O manto de estrelas ainda escondia o céu quando ela despertou. Foi até a cozinha, acendeu o fogão, pôs a água do café para ferver. Entrou no quarto do filho para iniciar o ritual de impropérios de toda manhã. No caminho de volta, renovou a ração do gato, trancou a porta de entrada que passara a noite entreaberta, recolheu os pratos em pedaços espalhados pelo chão da sala. Não tivera forças para cuidar de nada disso na véspera. A janela da área de serviço mostrou-lhe os primeiros sussurros do dia. Deu de ombros, enquanto despejava seus cacos na lixeira.
O adolescente saiu sem lhe dirigir a palavra. Talvez ainda a culpasse. Talvez preferisse que ela os tivesse deixado, antes que o pai o fizesse. Talvez estivesse se preparando para os novos embates que certamente aconteceriam no fim do dia. “Garoto insolente” – murmurou entre os dentes. Lembrou-se dos pés descalços na areia e do semblante admirado com a sequência de tapetes brancos que se desenrolavam em sua direção. Ele não passava de um rascunho de gente. O café esfriara na xícara quando o lampejo de ternura abandonou a retina de sua memória. Foi até a pia e pôs-se a lavar a louça, no afã de que a água também pudesse tocar sua alma.

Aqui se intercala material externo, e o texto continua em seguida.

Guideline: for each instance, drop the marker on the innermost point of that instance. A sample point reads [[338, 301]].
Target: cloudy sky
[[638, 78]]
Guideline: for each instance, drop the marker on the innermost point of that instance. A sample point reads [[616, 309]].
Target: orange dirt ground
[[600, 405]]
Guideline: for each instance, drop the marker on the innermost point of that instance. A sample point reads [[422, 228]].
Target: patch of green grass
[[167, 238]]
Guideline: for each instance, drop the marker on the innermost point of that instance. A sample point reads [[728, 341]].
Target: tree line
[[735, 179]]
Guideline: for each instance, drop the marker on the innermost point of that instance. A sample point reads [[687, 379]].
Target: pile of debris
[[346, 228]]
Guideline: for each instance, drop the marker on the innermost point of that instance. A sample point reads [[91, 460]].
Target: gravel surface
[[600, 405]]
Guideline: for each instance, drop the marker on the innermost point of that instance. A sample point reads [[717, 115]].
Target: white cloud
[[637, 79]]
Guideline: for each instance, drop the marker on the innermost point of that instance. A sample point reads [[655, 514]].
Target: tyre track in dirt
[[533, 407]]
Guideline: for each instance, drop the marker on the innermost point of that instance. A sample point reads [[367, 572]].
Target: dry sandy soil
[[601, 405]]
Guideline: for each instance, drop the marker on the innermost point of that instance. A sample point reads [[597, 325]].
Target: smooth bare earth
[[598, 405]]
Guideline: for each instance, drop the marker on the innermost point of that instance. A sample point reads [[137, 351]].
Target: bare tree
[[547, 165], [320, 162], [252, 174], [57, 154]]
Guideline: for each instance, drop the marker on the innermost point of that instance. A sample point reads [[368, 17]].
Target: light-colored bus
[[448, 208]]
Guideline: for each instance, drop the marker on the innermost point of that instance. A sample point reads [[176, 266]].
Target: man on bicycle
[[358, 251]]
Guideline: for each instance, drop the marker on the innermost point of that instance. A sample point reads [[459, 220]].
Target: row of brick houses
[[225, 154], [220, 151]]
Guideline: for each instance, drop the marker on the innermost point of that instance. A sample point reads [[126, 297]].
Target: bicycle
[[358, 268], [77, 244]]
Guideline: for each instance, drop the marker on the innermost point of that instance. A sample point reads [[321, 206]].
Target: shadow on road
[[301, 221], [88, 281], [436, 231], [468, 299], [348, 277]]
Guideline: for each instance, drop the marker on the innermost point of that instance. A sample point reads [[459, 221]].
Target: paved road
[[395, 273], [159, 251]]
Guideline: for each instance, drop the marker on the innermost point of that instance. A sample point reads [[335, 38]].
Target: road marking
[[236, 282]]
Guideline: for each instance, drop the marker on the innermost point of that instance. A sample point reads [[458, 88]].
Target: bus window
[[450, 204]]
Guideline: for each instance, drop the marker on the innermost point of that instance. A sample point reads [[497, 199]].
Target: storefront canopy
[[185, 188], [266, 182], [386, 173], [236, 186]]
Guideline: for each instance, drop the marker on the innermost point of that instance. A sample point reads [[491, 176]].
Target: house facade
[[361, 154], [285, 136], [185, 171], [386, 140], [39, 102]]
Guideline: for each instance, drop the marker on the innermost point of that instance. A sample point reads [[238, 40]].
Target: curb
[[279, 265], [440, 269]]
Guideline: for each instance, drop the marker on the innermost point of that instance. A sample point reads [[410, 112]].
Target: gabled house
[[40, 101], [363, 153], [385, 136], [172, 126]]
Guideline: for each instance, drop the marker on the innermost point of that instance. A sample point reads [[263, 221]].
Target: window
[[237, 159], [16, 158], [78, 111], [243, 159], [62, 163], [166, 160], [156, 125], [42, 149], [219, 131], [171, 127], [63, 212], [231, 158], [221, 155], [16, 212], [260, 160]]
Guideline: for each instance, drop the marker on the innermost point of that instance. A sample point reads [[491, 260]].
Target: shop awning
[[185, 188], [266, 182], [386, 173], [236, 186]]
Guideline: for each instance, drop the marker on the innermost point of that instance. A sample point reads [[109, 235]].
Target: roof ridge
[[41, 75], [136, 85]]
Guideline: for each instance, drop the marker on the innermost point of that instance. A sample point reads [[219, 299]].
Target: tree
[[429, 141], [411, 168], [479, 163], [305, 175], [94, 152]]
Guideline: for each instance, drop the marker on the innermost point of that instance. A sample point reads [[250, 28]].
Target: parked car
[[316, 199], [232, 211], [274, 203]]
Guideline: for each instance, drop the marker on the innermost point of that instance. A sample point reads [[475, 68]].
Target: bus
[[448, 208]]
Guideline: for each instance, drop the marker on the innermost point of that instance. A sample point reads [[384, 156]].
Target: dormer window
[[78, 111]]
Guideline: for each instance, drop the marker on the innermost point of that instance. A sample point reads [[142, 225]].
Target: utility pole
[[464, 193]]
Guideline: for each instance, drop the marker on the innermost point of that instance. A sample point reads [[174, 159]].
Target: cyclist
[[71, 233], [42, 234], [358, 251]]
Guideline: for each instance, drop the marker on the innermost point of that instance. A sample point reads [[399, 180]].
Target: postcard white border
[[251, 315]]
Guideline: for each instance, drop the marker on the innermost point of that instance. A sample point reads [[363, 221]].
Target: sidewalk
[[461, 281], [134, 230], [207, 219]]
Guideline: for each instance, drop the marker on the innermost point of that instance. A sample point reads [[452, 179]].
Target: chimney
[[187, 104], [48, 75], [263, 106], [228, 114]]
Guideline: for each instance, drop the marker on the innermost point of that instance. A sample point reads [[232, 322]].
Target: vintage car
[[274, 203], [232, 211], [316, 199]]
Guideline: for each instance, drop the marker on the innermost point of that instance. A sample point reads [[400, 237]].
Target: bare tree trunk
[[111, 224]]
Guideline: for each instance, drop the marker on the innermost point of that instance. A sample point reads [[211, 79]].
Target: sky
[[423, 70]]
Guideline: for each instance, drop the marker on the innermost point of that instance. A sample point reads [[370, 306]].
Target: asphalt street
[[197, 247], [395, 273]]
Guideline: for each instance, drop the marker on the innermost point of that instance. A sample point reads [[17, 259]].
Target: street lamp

O relógio marcava 7h30 quando a porta automática fechou atrás de si. O movimento em direção ao térreo despertou as náuseas, velhas damas de companhia de sua rotina. Fingiu não notar o olhar de desdém que a acompanhava por detrás do vidro da guarita. Quisera ter tempo e ânimo para acabar com a arrogância de gente incapaz de reconhecer seu devido lugar. O motorista do Uber a recebeu com a impaciência de quem esperara por quase 10 minutos. Atravessaram em silêncio a sucessão de maus motoristas, buzinas inconvenientes, e hordas de pedestres sem a mínima noção de hierarquia. Mesmo assim, o atraso na chegada ao escritório foi prontamente reportada no aplicativo.
Só notou que a hora do almoço tinha chegado ao não mais se incomodar com o alarido daqueles que só aparentavam trabalhar. Experimentou uma certa inquietação ao notar o eco que reverberava pela sala. “Nem estava mesmo com fome” – suspirou aliviada. Houve um tempo em que era convidada a se juntar às mesas dos colegas de repartição. Mas o atendimento pouco cordial dos garçons somado à péssima qualidade da comida sempre a irritava. Certamente todos sentiam sua falta. Para ela, entretanto, era um bálsamo poder ficar alguns minutos distante de tanta gente dissimulada.
Saiu do trabalho a tempo de assistir à missa das 18h. Ajoelhou-se depois da comunhão, e – com o coração mais leve – prometeu que um dia perdoaria a todos os pobres infelizes que a cercavam. Contente diante de sua própria indulgência, percorreu cantarolando o caminho de volta para casa. Como era bom sentir-se amada.